Sonunda pişeriz; o! Huzur. Yavaş, yavaş soğuruz. Tam huzura erdik diye sevinirken kocaman bir bıçakla karnımızdan ikiye, bazen de üçe ayrılırız; yaramız kanamasın diye olacak aralarımıza bazen kahverengi bazen krem rengi bir merhem sürerler. Sonra sanırım acıktığımızı düşünürler ki karnımızın her bir katının içine akıllarına esen meyveyi, ya da çikolata parçaları falan koyarlar. Nedense karpuz ya da kavun koyanını hiç görmedim. Neyse, katlarımızı yerleştirirler ellerinde gereğinden fazla merhem kalır onu da üstümüze sürerler. Sonra başlarlar bizi süslemeye. Ne akıllarına gelirse koyarlar; meyve, boncuk, duruma göre bebek, gelin damat, hatta Noel Baba bile koyanlar olur. Sonra kıvırcık, kıvırcık ya da tombulumsu süsler sıkarlar. Artık güzellik yarışmasına bile katılabiliriz. Aslında bizim kadar süslenen, süslenmeyi kendisine yakıştıran başka bir yiyecek yoktur.
Sonunda herkesin heyecanla beklediği an gelir ve biz sahnede yerimizi alırız. Doğum günüyse üstümüze mumlar dikerler. Eğer yeni yaşına giren küçük çocuklar ya da çok yaşlılarsa sorun yok. Yaşlıların yaşı kadar mum dikmeye üstümüzde yer bulmak hiç de kolay değildir o nedenle yalnızca iki mum koyarlar kestirmeden olsun diye; biri giden yılları diğeri gelecek yılları simgeler. Küçüklerin de yaşları az olduğundan bir sorunumuz olmaz ama gençler ve hele de orta yaşlılarla başımız dertte. Delik deşik oluruz; bir de mumların altındaki çanaklar öylesine küçüktür ki onlar eridikçe bizim üzerimize damlar, canımız yanar ve biz de tekrar cehenneme dönüyoruz diye korkarız.

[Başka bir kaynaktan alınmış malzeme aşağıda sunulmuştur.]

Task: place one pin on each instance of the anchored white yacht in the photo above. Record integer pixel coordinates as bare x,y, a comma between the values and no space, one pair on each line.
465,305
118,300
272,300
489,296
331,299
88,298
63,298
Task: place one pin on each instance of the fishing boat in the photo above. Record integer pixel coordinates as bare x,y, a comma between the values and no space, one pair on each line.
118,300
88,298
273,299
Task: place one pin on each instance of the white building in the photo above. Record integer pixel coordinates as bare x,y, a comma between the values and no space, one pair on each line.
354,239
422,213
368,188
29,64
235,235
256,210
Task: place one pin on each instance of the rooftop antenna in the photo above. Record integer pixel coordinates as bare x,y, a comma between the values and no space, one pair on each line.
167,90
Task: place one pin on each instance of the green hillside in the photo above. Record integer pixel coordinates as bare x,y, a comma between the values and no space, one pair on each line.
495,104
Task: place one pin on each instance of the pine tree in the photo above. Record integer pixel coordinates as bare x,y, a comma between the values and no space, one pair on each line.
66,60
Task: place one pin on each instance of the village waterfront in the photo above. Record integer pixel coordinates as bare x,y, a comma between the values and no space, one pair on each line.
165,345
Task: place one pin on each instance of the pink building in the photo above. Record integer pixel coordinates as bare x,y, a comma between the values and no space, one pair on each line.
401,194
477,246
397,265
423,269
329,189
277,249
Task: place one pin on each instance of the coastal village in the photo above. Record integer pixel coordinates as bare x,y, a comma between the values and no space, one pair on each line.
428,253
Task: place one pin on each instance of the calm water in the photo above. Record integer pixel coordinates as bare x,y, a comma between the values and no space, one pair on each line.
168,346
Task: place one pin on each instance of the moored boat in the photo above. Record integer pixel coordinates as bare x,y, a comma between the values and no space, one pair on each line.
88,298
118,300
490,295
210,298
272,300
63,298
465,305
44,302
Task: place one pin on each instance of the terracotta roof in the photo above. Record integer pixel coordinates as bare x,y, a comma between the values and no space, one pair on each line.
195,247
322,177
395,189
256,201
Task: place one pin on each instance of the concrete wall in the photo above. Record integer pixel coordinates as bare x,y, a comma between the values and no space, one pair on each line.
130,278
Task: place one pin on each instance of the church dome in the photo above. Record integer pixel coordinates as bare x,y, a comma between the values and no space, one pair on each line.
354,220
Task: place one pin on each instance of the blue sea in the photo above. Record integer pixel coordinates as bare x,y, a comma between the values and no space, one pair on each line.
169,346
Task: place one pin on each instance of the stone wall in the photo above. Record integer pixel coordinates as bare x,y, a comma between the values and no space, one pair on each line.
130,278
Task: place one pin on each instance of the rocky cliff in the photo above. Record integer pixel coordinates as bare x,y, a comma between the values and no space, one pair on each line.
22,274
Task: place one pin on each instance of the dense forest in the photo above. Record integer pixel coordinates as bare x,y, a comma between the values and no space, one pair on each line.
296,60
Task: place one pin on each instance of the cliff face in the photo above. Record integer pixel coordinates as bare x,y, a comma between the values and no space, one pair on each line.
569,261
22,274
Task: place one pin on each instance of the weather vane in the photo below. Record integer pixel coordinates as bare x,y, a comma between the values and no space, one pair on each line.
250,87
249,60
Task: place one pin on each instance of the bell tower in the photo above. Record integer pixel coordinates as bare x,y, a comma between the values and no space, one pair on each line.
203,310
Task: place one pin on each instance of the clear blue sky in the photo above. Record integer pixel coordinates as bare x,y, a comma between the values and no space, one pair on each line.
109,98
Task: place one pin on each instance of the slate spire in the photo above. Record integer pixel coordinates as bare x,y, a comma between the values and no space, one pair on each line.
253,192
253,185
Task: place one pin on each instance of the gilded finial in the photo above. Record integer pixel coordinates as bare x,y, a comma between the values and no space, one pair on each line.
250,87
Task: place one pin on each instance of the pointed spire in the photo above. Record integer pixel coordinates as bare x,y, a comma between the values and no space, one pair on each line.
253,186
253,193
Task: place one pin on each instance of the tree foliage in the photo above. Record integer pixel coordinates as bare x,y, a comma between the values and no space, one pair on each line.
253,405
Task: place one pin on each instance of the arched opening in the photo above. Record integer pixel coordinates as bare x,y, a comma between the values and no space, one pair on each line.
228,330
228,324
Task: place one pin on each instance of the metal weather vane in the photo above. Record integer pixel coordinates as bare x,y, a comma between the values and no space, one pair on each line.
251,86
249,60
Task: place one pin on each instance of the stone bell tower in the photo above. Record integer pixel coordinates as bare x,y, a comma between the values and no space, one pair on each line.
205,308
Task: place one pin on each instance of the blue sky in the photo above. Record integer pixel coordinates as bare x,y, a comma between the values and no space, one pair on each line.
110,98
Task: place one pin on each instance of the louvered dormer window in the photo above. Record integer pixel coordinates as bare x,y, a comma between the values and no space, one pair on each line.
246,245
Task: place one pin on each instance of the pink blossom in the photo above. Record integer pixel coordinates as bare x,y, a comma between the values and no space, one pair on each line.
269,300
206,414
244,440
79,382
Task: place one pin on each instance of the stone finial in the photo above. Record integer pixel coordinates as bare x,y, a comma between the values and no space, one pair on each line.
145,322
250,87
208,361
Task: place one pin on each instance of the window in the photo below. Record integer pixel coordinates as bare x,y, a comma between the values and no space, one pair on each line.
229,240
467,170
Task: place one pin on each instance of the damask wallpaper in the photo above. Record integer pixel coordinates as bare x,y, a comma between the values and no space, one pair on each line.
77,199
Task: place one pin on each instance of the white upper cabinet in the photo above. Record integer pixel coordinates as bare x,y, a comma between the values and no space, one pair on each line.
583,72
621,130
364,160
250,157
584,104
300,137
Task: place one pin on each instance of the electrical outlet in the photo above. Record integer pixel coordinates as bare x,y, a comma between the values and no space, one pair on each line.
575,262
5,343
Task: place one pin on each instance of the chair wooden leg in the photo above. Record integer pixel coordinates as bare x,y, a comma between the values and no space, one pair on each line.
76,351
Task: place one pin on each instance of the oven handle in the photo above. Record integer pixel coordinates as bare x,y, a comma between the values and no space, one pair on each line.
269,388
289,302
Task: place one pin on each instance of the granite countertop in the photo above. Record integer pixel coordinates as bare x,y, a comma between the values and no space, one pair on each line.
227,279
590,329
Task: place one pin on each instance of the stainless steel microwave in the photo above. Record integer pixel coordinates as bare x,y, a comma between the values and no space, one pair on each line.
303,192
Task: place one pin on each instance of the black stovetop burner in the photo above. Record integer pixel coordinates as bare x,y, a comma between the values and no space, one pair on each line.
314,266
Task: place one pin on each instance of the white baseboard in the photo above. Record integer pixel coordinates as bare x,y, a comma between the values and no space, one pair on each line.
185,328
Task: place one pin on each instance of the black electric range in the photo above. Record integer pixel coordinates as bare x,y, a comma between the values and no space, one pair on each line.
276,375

Mumlar üflenir ve bazen bir bazen iki hatta daha çok insan bıçağa sarılır bizi kesme yarışı başlar, kimse bıçağı bırakmaya yanaşmaz ve sonunda hep birlikte keserler. Ardından temiz, pis kokulu ne ararsanız girmediğimiz ağız kalmaz. İşte o anda bizim de yaşamımız son bulsun isterseniz…
Geçen gün bir büyüğümüz söyledi, pek de söyleyemedi ya; anladığım kadarıyla biz Parisli miymişiz ne? Siz anlamış mıydınız kendisinin ne demek istediğini? Aslında o şehirde oturan devlet erkânından bir kadıncağız kafası kesilmeden önce parasızlıktan aç kalanlar pasta yesin demiş; ama onun demek istediği sanırım hamurla yapılan tüm yiyeceklermiş. Yanlış anlaşıldığı için kafası koparılmış. Bu da devlete ders olsun, öyle abuk sabuk konuşmasın.